Brachial plexus block (BPB) causes vasodilatation and an increase in blood flow to the ipsilateral upper limb. However, no reports have comprehensively evaluated the regional hemodynamic changes after a BPB.Methods
Eight healthy adult patients who were scheduled for elective hand surgery had an ultrasound-guided axillary BPB for anesthesia. Regional hemodynamic parameters were measured in the ipsilateral brachial artery, using pulsed-wave Doppler (PWD) ultrasound before the block (0 minute) and at regular intervals for 30 minutes after the block. Skin temperature on the dorsum of the ipsilateral hand was also recorded at the same time intervals. Regional hemodynamic parameters that were measured in the brachial artery included peak systolic velocity (PSV, cm/s), end-diastolic velocity (EDV, cm/s), mean velocity (Vmean) and time-averaged mean velocity (TAVM, cm/s), ratio of PSV and EDV (S/D), diameter (d, cm), resistance index (RI), and pulsatility index (PI). Brachial artery blood flow (Q) was calculated as the product of TAVM and cross-sectional area.Results
The ultrasound-guided axillary BPB was successful in all the patients studied. The earliest change after the BPB was a change in the morphology of the PWD spectral waveform from a triphasic to a monophasic waveform and an elevation in the diastolic blood flow velocity.

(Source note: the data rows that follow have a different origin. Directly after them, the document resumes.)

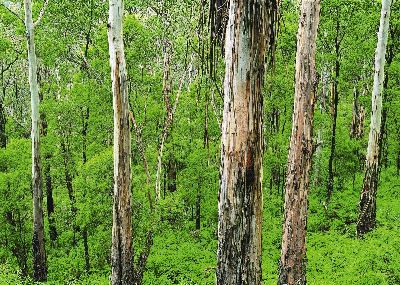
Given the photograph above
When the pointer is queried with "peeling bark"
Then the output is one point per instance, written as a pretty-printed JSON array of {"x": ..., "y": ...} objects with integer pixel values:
[
  {"x": 240, "y": 196},
  {"x": 367, "y": 207},
  {"x": 50, "y": 202},
  {"x": 357, "y": 123},
  {"x": 293, "y": 261},
  {"x": 38, "y": 247},
  {"x": 121, "y": 250}
]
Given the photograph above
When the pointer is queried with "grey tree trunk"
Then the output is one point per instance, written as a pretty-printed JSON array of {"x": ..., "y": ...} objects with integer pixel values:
[
  {"x": 121, "y": 250},
  {"x": 292, "y": 269},
  {"x": 367, "y": 210},
  {"x": 240, "y": 196},
  {"x": 38, "y": 247}
]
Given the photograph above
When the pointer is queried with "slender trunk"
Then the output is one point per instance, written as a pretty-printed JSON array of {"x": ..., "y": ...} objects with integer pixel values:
[
  {"x": 367, "y": 210},
  {"x": 140, "y": 146},
  {"x": 198, "y": 208},
  {"x": 50, "y": 202},
  {"x": 85, "y": 123},
  {"x": 168, "y": 120},
  {"x": 292, "y": 269},
  {"x": 335, "y": 102},
  {"x": 68, "y": 182},
  {"x": 171, "y": 172},
  {"x": 86, "y": 249},
  {"x": 121, "y": 250},
  {"x": 3, "y": 135},
  {"x": 39, "y": 252},
  {"x": 357, "y": 123},
  {"x": 166, "y": 129},
  {"x": 3, "y": 119},
  {"x": 240, "y": 196}
]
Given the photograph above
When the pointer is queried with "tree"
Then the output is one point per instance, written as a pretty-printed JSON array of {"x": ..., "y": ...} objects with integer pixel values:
[
  {"x": 121, "y": 250},
  {"x": 292, "y": 269},
  {"x": 240, "y": 198},
  {"x": 39, "y": 252},
  {"x": 367, "y": 210}
]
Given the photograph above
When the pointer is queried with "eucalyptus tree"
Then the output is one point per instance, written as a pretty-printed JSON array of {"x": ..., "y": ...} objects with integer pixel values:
[
  {"x": 248, "y": 34},
  {"x": 38, "y": 246},
  {"x": 292, "y": 268},
  {"x": 367, "y": 212}
]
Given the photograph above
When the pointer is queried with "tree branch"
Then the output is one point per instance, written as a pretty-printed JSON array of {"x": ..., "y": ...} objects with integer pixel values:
[
  {"x": 41, "y": 13},
  {"x": 12, "y": 12}
]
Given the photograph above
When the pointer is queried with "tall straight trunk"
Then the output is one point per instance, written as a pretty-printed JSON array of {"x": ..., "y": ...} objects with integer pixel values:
[
  {"x": 357, "y": 123},
  {"x": 240, "y": 196},
  {"x": 121, "y": 250},
  {"x": 292, "y": 269},
  {"x": 38, "y": 247},
  {"x": 367, "y": 210},
  {"x": 50, "y": 202},
  {"x": 85, "y": 122},
  {"x": 335, "y": 103},
  {"x": 3, "y": 120}
]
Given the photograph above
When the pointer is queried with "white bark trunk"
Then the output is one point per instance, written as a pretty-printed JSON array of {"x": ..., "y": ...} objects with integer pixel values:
[
  {"x": 39, "y": 253},
  {"x": 367, "y": 215},
  {"x": 240, "y": 196},
  {"x": 121, "y": 251}
]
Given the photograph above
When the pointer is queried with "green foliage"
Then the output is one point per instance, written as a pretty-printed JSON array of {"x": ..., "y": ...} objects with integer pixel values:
[{"x": 77, "y": 122}]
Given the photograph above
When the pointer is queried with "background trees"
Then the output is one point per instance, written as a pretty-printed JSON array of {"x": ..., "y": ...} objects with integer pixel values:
[{"x": 74, "y": 80}]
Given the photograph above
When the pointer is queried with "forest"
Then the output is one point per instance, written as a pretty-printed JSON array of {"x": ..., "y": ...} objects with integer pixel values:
[{"x": 228, "y": 142}]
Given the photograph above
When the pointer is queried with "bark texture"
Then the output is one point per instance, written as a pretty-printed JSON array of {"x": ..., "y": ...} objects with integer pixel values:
[
  {"x": 38, "y": 247},
  {"x": 367, "y": 210},
  {"x": 292, "y": 269},
  {"x": 121, "y": 250},
  {"x": 357, "y": 123},
  {"x": 240, "y": 196}
]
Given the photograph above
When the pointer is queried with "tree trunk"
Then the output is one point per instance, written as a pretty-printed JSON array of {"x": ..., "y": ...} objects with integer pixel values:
[
  {"x": 292, "y": 269},
  {"x": 50, "y": 202},
  {"x": 121, "y": 250},
  {"x": 357, "y": 123},
  {"x": 240, "y": 196},
  {"x": 85, "y": 123},
  {"x": 3, "y": 135},
  {"x": 39, "y": 252},
  {"x": 367, "y": 210},
  {"x": 335, "y": 102}
]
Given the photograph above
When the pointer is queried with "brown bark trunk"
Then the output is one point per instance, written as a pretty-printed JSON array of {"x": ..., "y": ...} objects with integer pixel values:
[
  {"x": 240, "y": 196},
  {"x": 293, "y": 261},
  {"x": 367, "y": 211},
  {"x": 85, "y": 124},
  {"x": 121, "y": 249},
  {"x": 335, "y": 102},
  {"x": 50, "y": 202},
  {"x": 357, "y": 123}
]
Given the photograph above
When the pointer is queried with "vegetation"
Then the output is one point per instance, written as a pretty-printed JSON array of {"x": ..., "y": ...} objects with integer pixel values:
[{"x": 175, "y": 79}]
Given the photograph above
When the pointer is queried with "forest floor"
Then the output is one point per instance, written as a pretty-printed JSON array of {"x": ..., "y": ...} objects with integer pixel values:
[{"x": 182, "y": 255}]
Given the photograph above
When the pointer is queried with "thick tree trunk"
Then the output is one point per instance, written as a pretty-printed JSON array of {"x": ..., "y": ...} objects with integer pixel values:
[
  {"x": 121, "y": 250},
  {"x": 240, "y": 196},
  {"x": 367, "y": 211},
  {"x": 39, "y": 253},
  {"x": 292, "y": 269}
]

Over time, there was also a significant increase in PSV, EDV, Vmean, TAVM, d, brachial artery blood flow, and skin temperature and a decrease in S/D ratio, RI, and PI. Most of these changes were seen as early as 5 minutes after the block. The increase in EDV (3.7-fold) was the most notable change, and it was greater (P < 0.05) than the increase in PSV (1.5-fold) and Vmean (2.8-fold).Conclusions
Regional hemodynamic changes that occur after an axillary BPB include a change in the morphology of the PWD spectral waveform, arterial vasodilatation, an increase in blood flow velocity, and an increase in blood flow through the ipsilateral brachial artery.